Here's a sample implementation

struct Graph {
    size: usize,
    adj_matrix: Vec<Vec<bool>>,
}

impl Graph {
    fn new(size: usize) -> Graph {
        Graph {
            size,
            adj_matrix: vec![vec![false; size]; size],
        }
    }

    fn add_edge(&mut self, v: usize, w: usize) {
        self.adj_matrix[v][w] = true;
    }

    fn bfs(&self, start: usize) -> Vec<usize> {
        let mut visited: Vec<bool> = vec![false; self.size];
        let mut queue: VecDeque<usize> = VecDeque::new();
        let mut path: Vec<usize> = vec![];

        visited[start] = true;
        path.push(start);
        queue.push_back(start);
        while !queue.is_empty() {
            let node = queue.pop_front();

            let node_adj = &self.adj_matrix[node.unwrap() as usize];
            for i in 0..node_adj.len() {
                if visited[i] == false && node_adj[i] {
                    visited[i] = true;
                    queue.push_back(i);

                    path.push(i);
                }
            }
        }

        path
    }
}

The provided code snippet defines a Rust struct called Graph along with its implementation, which includes methods for creating a new graph, adding edges, and performing Breadth-First Search (BFS) traversal on the graph.

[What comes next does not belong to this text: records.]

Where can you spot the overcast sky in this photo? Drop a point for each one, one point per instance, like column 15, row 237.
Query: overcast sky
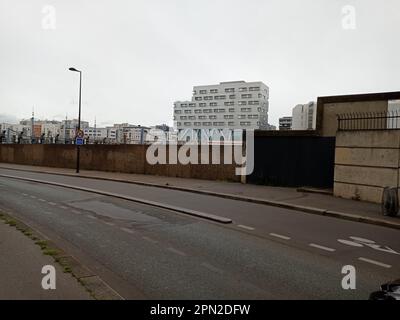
column 138, row 57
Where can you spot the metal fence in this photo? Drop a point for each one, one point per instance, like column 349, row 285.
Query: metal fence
column 369, row 120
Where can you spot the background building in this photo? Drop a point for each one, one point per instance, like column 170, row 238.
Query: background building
column 304, row 116
column 285, row 123
column 228, row 105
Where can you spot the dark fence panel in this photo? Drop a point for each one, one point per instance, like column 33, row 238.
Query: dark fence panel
column 294, row 161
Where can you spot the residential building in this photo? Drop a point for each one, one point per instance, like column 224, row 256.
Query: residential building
column 228, row 105
column 285, row 123
column 304, row 116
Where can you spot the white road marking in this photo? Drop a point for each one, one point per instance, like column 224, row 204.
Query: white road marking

Let's break down the code and its components:

Struct Definition:

   struct Graph {
       size: usize,
       adj_matrix: Vec<Vec<bool>>,
   }

The Graph struct represents a graph with an adjacency matrix.
size represents the number of nodes in the graph.
adj_matrix is a 2D vector (a vector of vectors) that stores the adjacency matrix of the graph. It uses boolean values to indicate whether there is an edge between two nodes. If adj_matrix[i][j] is true, it means there is an edge from node i to node j.

Implementation:

   impl Graph {
       // Method to create a new graph
       fn new(size: usize) -> Graph { ... }

       // Method to add an edge between two nodes
       fn add_edge(&mut self, v: usize, w: usize) { ... }

       // Method to perform BFS traversal
       fn bfs(&self, start: usize) -> Vec<usize> { ... }
   }

new Method:

   fn new(size: usize) -> Graph {
       Graph {
           size,
           adj_matrix: vec![vec![false; size]; size],
       }
   }

The new method creates a new instance of the Graph struct with the specified size.
It initialises the adjacency matrix with size rows and columns, filled with false values to indicate no edges initially.

add_edge Method:

   fn add_edge(&mut self, v: usize, w: usize) {
       self.adj_matrix[v][w] = true;
   }

The add_edge method adds an edge between nodes v and w by setting the corresponding entry in the adjacency matrix to true.

bfs Method:

   fn bfs(&self, start: usize) -> Vec<usize> { ... }

The bfs method performs BFS traversal on the graph starting from the specified start node.
It initialises data structures for tracking visited nodes (visited), nodes to visit (queue), and the traversal path (path).
The method uses a loop that continues until the queue is empty.
Within the loop, it dequeues a node from the front of the queue and explores its neighbours, adding them to the queue and updating the visited and path data structures.
The method returns the traversal path as a vector of node indices.

Sample application

The following code is a sample usage of BFS algorithm

fn main() {
    let mut g = Graph::new(6);

    g.add_edge(0, 1);
    g.add_edge(0, 2);
    g.add_edge(1, 2);
    g.add_edge(2, 0);
    g.add_edge(2, 3);
    g.add_edge(3, 3);

    let result = g.bfs(0);
    println!(
        "Following is Breadth First Traversal (starting from vertex 0): {:?}",
        result
    )
}